おれは試にRomanov家に忠誠を誓い蒙古の幕下に加わると言うなら和平を認め、日本との交渉にも協力すると使者を送った。蔡鍔は丁重な礼とともに拒絶した。受け入れるか送った部下が首だけで帰るかのどちらだろうと思っていたから驚いた。

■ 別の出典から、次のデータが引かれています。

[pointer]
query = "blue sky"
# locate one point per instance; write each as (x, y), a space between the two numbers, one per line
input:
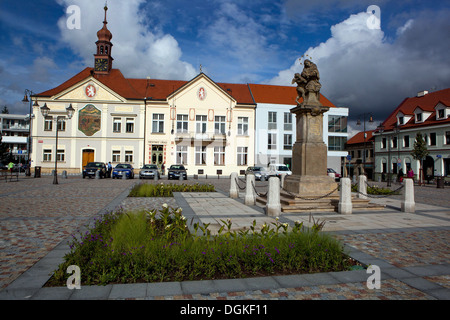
(366, 70)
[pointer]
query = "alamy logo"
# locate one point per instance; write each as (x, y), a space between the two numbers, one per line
(374, 281)
(374, 21)
(74, 19)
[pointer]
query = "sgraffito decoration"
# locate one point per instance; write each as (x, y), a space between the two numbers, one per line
(89, 120)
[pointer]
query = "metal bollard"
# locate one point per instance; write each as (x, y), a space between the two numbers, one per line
(408, 203)
(234, 192)
(273, 205)
(345, 197)
(250, 196)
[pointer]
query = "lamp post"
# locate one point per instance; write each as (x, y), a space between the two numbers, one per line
(35, 104)
(45, 111)
(358, 123)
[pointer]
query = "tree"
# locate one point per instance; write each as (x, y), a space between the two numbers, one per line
(420, 152)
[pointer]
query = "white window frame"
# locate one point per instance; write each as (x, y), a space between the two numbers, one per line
(158, 123)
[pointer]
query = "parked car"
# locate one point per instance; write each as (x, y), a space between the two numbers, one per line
(176, 170)
(337, 176)
(123, 169)
(92, 167)
(277, 169)
(149, 171)
(260, 173)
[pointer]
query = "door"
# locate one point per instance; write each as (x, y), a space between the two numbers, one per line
(88, 156)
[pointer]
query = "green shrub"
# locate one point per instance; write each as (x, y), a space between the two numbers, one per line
(148, 246)
(166, 190)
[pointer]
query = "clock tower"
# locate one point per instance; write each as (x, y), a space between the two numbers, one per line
(103, 59)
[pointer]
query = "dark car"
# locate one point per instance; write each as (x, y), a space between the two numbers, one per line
(259, 172)
(92, 167)
(149, 171)
(176, 170)
(337, 176)
(123, 169)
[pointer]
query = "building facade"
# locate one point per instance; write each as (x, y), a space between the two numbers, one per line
(211, 128)
(427, 113)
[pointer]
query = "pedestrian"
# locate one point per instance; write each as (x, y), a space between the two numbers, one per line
(400, 175)
(410, 174)
(109, 169)
(10, 166)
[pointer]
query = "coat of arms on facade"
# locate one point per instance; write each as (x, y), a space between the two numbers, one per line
(89, 120)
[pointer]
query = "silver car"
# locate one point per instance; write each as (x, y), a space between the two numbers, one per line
(149, 171)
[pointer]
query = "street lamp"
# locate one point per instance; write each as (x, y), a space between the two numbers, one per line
(35, 104)
(45, 111)
(358, 123)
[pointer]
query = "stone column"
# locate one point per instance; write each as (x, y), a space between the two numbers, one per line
(250, 196)
(345, 197)
(309, 154)
(234, 192)
(408, 203)
(362, 187)
(273, 206)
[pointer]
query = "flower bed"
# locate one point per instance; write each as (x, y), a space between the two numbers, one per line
(151, 246)
(166, 190)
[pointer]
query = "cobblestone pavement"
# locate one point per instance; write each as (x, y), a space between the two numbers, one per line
(36, 216)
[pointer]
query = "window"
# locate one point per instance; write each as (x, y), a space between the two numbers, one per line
(181, 157)
(200, 155)
(200, 124)
(48, 124)
(272, 120)
(337, 124)
(158, 123)
(61, 125)
(272, 141)
(336, 143)
(219, 125)
(242, 126)
(219, 155)
(130, 125)
(116, 156)
(287, 121)
(182, 123)
(432, 138)
(47, 155)
(406, 141)
(60, 155)
(242, 156)
(419, 117)
(117, 125)
(128, 156)
(287, 142)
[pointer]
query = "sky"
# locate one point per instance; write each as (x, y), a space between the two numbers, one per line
(371, 54)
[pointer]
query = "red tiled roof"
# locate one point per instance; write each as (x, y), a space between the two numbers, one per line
(359, 137)
(263, 93)
(161, 89)
(427, 103)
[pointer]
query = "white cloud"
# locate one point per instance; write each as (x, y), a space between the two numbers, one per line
(362, 70)
(137, 51)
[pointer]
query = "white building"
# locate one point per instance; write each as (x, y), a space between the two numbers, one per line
(276, 126)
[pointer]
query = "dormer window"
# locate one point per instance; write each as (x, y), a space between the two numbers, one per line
(419, 117)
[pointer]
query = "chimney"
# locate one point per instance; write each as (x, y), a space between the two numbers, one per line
(422, 93)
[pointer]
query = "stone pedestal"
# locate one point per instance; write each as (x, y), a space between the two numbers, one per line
(309, 155)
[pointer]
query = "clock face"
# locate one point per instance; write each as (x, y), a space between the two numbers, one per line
(90, 91)
(201, 94)
(101, 64)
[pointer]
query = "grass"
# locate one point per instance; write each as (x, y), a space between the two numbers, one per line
(155, 246)
(167, 190)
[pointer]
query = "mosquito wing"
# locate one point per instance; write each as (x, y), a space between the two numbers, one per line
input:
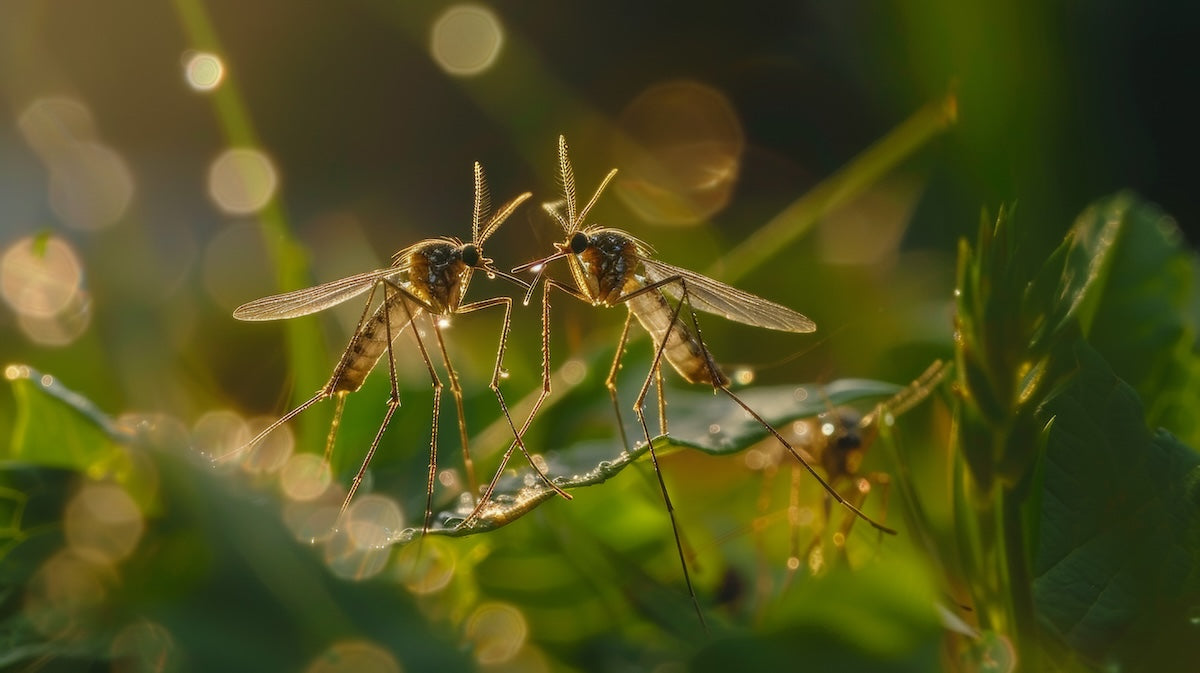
(311, 300)
(717, 298)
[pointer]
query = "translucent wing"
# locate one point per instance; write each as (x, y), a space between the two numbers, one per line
(717, 298)
(311, 300)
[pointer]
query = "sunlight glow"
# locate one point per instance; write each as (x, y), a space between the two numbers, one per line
(144, 647)
(203, 71)
(466, 40)
(361, 546)
(90, 184)
(102, 523)
(425, 568)
(219, 434)
(498, 631)
(681, 152)
(305, 476)
(65, 596)
(354, 656)
(243, 180)
(40, 276)
(273, 451)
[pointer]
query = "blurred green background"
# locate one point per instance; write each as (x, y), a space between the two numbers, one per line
(364, 120)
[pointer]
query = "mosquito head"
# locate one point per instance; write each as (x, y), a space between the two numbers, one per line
(577, 244)
(471, 256)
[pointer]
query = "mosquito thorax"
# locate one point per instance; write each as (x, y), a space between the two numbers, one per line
(579, 242)
(471, 254)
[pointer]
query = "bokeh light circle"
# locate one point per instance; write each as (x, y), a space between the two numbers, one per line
(221, 436)
(426, 566)
(39, 277)
(679, 151)
(498, 631)
(102, 523)
(273, 451)
(66, 595)
(305, 476)
(144, 647)
(203, 71)
(466, 40)
(354, 656)
(243, 180)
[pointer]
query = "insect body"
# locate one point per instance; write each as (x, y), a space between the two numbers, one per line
(612, 268)
(429, 277)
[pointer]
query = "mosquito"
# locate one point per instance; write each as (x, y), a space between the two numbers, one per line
(611, 268)
(839, 440)
(430, 277)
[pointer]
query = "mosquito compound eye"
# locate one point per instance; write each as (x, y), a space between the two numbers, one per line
(469, 254)
(579, 242)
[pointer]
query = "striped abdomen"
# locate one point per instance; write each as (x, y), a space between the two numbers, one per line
(370, 342)
(682, 349)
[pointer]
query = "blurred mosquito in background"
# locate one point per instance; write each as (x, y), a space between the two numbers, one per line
(838, 439)
(431, 277)
(611, 268)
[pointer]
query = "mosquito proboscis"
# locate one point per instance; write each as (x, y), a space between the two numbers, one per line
(610, 268)
(431, 277)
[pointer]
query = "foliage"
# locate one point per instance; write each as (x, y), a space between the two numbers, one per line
(1080, 526)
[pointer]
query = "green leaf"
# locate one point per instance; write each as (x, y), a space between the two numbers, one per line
(1143, 326)
(1117, 562)
(57, 427)
(857, 619)
(712, 424)
(215, 568)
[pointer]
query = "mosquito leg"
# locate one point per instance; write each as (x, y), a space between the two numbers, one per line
(611, 380)
(545, 392)
(804, 463)
(863, 488)
(640, 409)
(393, 400)
(321, 395)
(496, 386)
(456, 391)
(793, 526)
(433, 425)
(666, 500)
(333, 426)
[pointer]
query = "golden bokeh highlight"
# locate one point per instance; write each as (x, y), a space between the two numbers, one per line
(425, 566)
(497, 632)
(40, 276)
(273, 451)
(312, 522)
(90, 184)
(679, 151)
(65, 598)
(144, 647)
(61, 329)
(157, 430)
(868, 230)
(305, 476)
(102, 523)
(466, 40)
(361, 545)
(203, 71)
(220, 436)
(354, 656)
(243, 180)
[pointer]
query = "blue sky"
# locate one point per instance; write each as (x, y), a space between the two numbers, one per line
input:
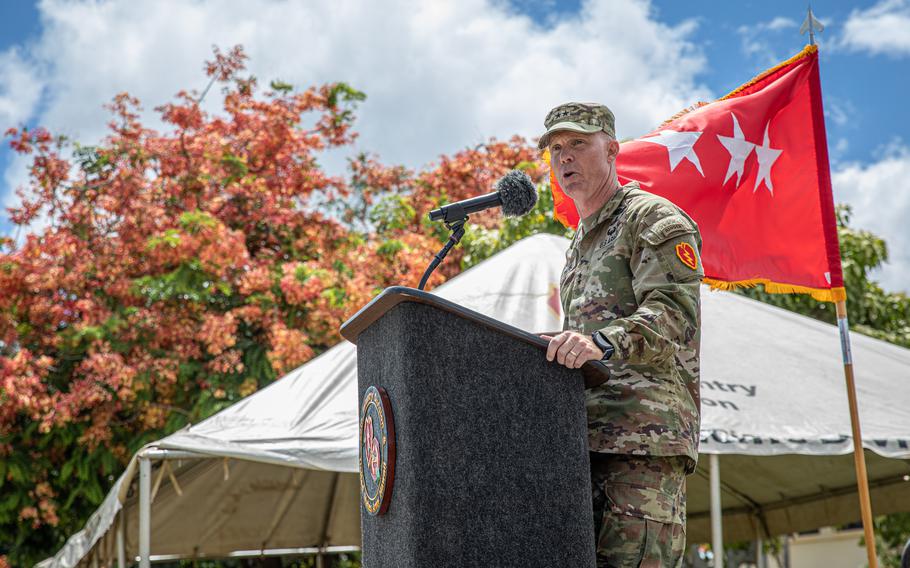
(441, 76)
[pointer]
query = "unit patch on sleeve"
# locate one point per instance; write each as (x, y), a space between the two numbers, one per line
(686, 254)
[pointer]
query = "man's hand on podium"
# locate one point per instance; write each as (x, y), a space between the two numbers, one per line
(572, 349)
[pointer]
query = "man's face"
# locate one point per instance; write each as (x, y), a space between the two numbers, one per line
(582, 162)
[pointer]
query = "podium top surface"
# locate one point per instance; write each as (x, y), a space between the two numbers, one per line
(594, 372)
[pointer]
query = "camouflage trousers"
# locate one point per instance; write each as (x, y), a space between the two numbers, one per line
(639, 510)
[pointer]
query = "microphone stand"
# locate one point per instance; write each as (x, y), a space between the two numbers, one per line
(457, 228)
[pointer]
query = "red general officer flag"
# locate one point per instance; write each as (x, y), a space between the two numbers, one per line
(752, 170)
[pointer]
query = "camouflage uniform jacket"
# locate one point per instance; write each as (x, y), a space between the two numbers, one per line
(633, 271)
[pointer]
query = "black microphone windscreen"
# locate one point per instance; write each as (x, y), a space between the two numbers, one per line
(517, 192)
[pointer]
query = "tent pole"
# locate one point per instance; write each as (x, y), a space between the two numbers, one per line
(717, 538)
(859, 458)
(145, 510)
(121, 545)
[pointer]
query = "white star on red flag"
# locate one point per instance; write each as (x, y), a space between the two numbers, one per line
(739, 149)
(680, 146)
(766, 158)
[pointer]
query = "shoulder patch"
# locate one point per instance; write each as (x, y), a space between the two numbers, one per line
(666, 228)
(687, 255)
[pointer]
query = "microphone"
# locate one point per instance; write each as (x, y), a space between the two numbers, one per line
(515, 193)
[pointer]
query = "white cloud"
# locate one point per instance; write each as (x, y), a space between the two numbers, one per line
(781, 23)
(439, 75)
(880, 196)
(757, 41)
(883, 28)
(20, 89)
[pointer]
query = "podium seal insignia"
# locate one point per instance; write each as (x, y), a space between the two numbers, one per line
(377, 450)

断られたのだから漢人の共和国の息の根を止める為に雲南省の奥地に兵を送る。道も険しかったが最後の最後まで抵抗が続き、年の瀬までかかった。蔡鍔は蒙古兵を何人か撃ち殺すと自裁したと言う。

計画が狂った。生捕りにして日本との緩衝地として長江以南を任せようとしたのだ。目の前で捕虜にした漢人を三四十人火炙りにすれば受け入れると思って用意していたが仕方ない。直ちに斬首しよう。

中国統治案が白紙となり苛立ちを感じていると、潜伏していた蒋介石他数人の旧国民党幹部を捕えたと報告があった。今は弱者の顔を見たくはない。部下に適当に拷問させて適当に殺させよう。

いや、生かしておけば何か活きるときがあるかもしれない。部下に適当に拷問してRomanov家の尊さと革命の卑さを叩込むよう指示した。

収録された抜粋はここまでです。